The United States has around 88 guns for every 100 citizens. It also has 11 times more mass killings than any other developed country, which can only serve to suggest a re-examination of the meaning of the world ‘developed’. 

More than 100,000 people every year are shot in the USA and just under a third of them die as a result. Over a comparable period in the UK, deaths by gunshot were 104, of which 77 were suicide. It would be absurd to deduce that those figures bore no relation to the availability of guns to the populace.

For reasons dating back to the war of independence and the ensuing civil war, gun ownership has become a symbol for many Americans of their freedom and is enshrouded in their constitution’s second amendment, “A well regulated Militia, being necessary to the security of a free State, the right of the people to keep and bear arms, shall not be infringed.”

The purpose was clear in 1791, (when the Bill of Rights was enacted), in a less ordered or safe society.
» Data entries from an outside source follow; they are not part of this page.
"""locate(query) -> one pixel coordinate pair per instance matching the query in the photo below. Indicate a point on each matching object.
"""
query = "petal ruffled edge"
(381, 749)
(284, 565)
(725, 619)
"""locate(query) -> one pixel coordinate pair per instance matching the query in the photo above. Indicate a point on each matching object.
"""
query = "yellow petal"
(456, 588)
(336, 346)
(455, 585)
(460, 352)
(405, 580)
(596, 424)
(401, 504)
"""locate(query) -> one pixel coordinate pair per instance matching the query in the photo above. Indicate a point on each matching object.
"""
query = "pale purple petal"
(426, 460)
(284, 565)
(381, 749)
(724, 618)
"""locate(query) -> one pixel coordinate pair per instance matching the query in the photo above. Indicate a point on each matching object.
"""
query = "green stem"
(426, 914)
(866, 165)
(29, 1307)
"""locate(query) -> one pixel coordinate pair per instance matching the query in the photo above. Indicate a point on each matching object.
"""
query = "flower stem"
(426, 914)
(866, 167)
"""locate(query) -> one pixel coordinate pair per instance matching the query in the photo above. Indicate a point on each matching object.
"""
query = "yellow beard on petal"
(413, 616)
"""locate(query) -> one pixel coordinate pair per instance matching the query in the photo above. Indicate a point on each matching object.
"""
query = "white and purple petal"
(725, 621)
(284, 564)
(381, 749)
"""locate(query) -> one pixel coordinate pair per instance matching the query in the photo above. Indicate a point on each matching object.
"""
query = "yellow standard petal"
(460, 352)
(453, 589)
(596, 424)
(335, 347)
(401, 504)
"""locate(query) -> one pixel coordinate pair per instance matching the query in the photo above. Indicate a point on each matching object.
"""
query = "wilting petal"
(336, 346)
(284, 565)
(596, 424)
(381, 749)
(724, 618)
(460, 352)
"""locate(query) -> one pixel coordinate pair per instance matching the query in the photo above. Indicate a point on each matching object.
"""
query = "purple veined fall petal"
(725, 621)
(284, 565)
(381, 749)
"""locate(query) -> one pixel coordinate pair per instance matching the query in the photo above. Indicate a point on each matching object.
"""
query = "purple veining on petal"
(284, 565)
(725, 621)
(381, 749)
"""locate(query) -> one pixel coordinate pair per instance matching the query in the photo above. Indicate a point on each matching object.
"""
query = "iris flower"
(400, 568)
Its interpretation since and its rigorous defence by the powerful National Rifle Association has insured that access to weaponry of the kind used by the Las Vegas mass killer is alarmingly easy.
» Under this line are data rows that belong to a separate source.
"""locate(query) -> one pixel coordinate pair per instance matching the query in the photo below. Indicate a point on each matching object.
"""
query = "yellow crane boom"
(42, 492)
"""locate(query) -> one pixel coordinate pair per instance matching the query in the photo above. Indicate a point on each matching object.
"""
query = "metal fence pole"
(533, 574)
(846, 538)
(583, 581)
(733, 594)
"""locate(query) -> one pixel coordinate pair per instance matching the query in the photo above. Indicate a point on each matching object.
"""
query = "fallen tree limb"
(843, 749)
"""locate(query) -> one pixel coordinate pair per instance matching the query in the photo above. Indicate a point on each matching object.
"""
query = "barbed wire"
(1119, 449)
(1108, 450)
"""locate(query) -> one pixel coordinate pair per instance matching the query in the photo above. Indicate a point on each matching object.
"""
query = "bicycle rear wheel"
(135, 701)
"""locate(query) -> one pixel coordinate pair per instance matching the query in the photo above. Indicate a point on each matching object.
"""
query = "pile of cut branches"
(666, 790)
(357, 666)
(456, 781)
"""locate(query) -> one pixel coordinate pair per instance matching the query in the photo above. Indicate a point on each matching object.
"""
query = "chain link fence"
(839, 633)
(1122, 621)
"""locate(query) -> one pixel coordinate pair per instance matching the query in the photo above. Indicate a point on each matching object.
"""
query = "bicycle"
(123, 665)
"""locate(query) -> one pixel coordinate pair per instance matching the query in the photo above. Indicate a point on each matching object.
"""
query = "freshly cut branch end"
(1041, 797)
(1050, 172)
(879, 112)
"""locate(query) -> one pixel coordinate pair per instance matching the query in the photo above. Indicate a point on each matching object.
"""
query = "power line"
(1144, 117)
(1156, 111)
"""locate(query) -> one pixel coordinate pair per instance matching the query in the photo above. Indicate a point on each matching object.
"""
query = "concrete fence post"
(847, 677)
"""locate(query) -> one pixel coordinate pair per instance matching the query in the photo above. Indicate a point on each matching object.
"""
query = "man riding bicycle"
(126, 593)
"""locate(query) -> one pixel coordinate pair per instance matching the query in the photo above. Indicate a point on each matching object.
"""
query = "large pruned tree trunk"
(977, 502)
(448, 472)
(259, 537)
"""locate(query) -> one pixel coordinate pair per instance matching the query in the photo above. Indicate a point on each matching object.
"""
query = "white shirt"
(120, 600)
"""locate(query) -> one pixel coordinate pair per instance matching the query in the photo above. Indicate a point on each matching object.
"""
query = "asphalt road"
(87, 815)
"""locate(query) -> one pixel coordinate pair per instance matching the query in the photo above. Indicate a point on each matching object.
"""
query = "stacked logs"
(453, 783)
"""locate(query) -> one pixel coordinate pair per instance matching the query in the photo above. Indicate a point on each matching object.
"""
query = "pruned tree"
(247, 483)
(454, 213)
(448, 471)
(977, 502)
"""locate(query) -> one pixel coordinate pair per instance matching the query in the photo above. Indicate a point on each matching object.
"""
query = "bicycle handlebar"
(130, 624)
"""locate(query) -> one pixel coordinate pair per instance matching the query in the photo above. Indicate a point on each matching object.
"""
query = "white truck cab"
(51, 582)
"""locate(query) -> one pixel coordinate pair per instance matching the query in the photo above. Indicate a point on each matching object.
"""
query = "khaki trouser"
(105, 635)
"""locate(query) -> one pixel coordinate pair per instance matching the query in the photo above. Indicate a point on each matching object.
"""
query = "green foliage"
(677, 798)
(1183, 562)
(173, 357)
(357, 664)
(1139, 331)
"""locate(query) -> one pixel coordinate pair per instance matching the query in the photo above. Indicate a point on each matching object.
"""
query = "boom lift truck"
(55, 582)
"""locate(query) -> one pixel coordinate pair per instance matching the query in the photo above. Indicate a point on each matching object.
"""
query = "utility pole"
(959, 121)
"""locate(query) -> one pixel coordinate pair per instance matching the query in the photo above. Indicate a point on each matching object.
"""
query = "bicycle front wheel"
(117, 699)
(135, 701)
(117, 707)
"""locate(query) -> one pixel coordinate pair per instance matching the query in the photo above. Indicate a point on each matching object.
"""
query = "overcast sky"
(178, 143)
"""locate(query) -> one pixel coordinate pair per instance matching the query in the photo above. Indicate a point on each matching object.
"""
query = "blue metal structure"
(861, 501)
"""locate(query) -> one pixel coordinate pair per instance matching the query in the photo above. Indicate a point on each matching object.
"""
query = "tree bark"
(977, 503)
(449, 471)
Any President who has tried to reduce that ease of access has found himself in deep trouble. And on his showing to date, it is a fair bet that Donald Trump (whose support comes almost exclusively from those who consider possession of a firearm as a man’s inalienable right) is not the man to do anything to infringe that right or damage his power base. 
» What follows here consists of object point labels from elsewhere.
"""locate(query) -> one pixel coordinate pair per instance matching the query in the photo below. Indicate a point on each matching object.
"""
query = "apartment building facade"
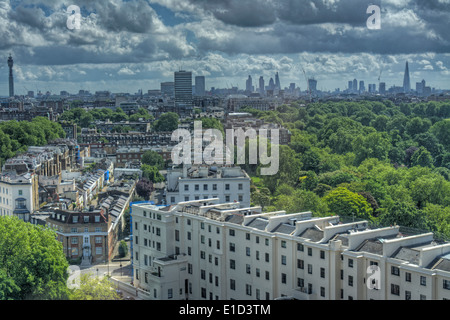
(197, 250)
(228, 184)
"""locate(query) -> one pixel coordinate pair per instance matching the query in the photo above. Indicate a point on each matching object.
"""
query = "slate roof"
(312, 234)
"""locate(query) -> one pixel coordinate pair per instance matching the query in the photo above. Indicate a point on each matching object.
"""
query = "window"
(407, 276)
(248, 289)
(407, 295)
(232, 284)
(395, 271)
(395, 289)
(423, 281)
(446, 284)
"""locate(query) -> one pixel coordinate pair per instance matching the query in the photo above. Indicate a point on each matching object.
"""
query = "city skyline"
(223, 41)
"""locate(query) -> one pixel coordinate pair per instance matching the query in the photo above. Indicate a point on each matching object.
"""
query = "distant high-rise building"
(312, 85)
(11, 79)
(292, 87)
(277, 81)
(271, 84)
(261, 85)
(362, 87)
(406, 80)
(249, 84)
(382, 88)
(183, 89)
(168, 88)
(200, 85)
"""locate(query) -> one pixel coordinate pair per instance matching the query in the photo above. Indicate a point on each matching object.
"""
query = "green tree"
(167, 122)
(95, 289)
(404, 214)
(33, 260)
(422, 158)
(153, 158)
(261, 197)
(343, 202)
(151, 173)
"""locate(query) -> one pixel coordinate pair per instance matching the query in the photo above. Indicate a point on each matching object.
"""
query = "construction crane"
(308, 90)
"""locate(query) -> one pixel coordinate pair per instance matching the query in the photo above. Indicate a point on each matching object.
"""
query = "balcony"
(303, 293)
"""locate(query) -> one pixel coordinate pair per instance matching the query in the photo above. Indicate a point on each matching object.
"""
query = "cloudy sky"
(123, 46)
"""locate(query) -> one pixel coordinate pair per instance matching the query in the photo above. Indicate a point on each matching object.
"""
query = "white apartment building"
(198, 250)
(18, 194)
(229, 184)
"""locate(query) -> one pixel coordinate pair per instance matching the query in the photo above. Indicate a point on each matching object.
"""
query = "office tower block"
(249, 84)
(11, 79)
(406, 80)
(261, 85)
(277, 81)
(183, 89)
(200, 86)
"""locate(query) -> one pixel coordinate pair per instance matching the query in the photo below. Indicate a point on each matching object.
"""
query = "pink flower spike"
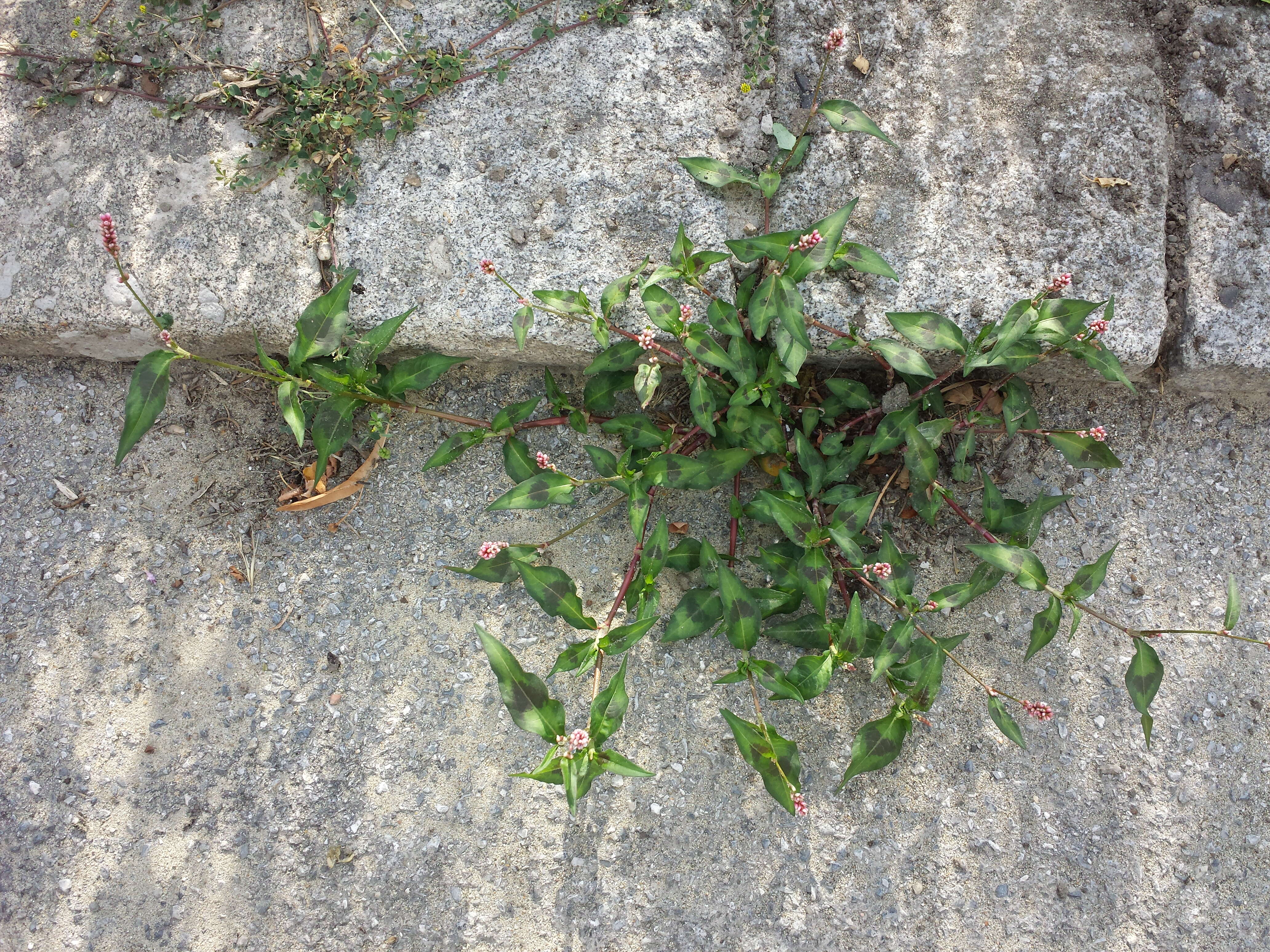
(110, 238)
(799, 805)
(488, 550)
(1039, 710)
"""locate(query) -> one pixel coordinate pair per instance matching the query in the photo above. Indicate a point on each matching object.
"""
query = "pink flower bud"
(488, 550)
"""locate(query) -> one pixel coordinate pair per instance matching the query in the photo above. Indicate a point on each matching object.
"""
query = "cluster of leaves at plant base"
(331, 372)
(755, 408)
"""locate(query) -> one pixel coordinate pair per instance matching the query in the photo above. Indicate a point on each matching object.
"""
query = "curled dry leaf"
(345, 489)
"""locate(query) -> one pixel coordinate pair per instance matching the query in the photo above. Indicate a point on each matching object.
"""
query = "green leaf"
(322, 327)
(567, 301)
(712, 172)
(807, 631)
(816, 573)
(289, 403)
(513, 414)
(417, 374)
(522, 322)
(775, 758)
(615, 763)
(332, 427)
(617, 292)
(1021, 563)
(574, 657)
(1089, 578)
(648, 376)
(636, 431)
(1142, 681)
(902, 359)
(619, 357)
(741, 613)
(148, 395)
(1001, 718)
(707, 350)
(699, 611)
(849, 117)
(777, 245)
(663, 310)
(609, 709)
(811, 675)
(1084, 452)
(924, 466)
(517, 461)
(703, 405)
(818, 257)
(525, 695)
(553, 589)
(1044, 626)
(601, 393)
(502, 568)
(454, 447)
(535, 493)
(863, 260)
(895, 645)
(929, 331)
(877, 744)
(1232, 605)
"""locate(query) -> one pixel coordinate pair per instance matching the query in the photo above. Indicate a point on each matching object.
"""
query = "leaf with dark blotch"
(807, 631)
(148, 395)
(741, 612)
(1232, 605)
(849, 117)
(525, 695)
(609, 709)
(332, 427)
(615, 763)
(321, 329)
(538, 492)
(860, 637)
(553, 589)
(502, 568)
(1084, 452)
(619, 357)
(895, 645)
(712, 172)
(877, 744)
(1001, 718)
(1021, 563)
(454, 447)
(811, 675)
(574, 657)
(602, 389)
(1089, 578)
(816, 574)
(517, 461)
(416, 374)
(699, 611)
(902, 359)
(775, 758)
(929, 331)
(1044, 626)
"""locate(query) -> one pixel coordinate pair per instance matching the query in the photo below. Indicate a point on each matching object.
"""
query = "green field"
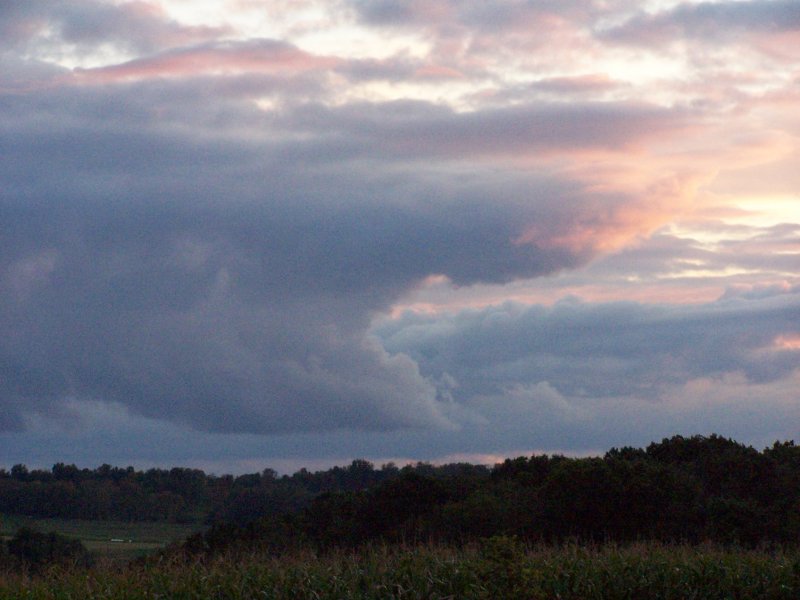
(116, 540)
(500, 569)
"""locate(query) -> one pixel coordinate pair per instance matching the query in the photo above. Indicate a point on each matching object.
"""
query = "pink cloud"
(263, 56)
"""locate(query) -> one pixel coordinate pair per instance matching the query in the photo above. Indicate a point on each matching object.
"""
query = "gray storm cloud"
(230, 285)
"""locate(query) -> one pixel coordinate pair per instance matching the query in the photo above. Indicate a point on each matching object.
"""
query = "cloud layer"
(216, 222)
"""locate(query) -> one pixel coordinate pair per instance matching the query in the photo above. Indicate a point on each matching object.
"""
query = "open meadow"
(106, 540)
(498, 568)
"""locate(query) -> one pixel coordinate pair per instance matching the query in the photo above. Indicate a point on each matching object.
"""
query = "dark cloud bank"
(169, 248)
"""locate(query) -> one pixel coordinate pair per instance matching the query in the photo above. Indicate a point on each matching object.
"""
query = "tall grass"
(498, 569)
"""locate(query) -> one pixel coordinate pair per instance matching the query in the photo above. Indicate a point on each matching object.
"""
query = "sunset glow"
(293, 231)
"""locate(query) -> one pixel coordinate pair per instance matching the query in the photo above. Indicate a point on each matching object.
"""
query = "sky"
(238, 234)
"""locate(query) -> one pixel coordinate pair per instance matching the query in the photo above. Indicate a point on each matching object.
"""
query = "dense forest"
(682, 489)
Every time there is a mass killing whether by a deranged citizen or a terrorist, the sale of guns increases. That makes about as much sense as dealing with the problem of speeding by making faster cars, or burglary by leaving doors open. 

But the gun is so hardwired into the American psyche as to render it unthinkable that even a small fraction of those 111 million firearms currently owned by members of the public would be willingly surrendered.

The UK may have its faults, but boy we are lucky that we don’t share that insane gun lust.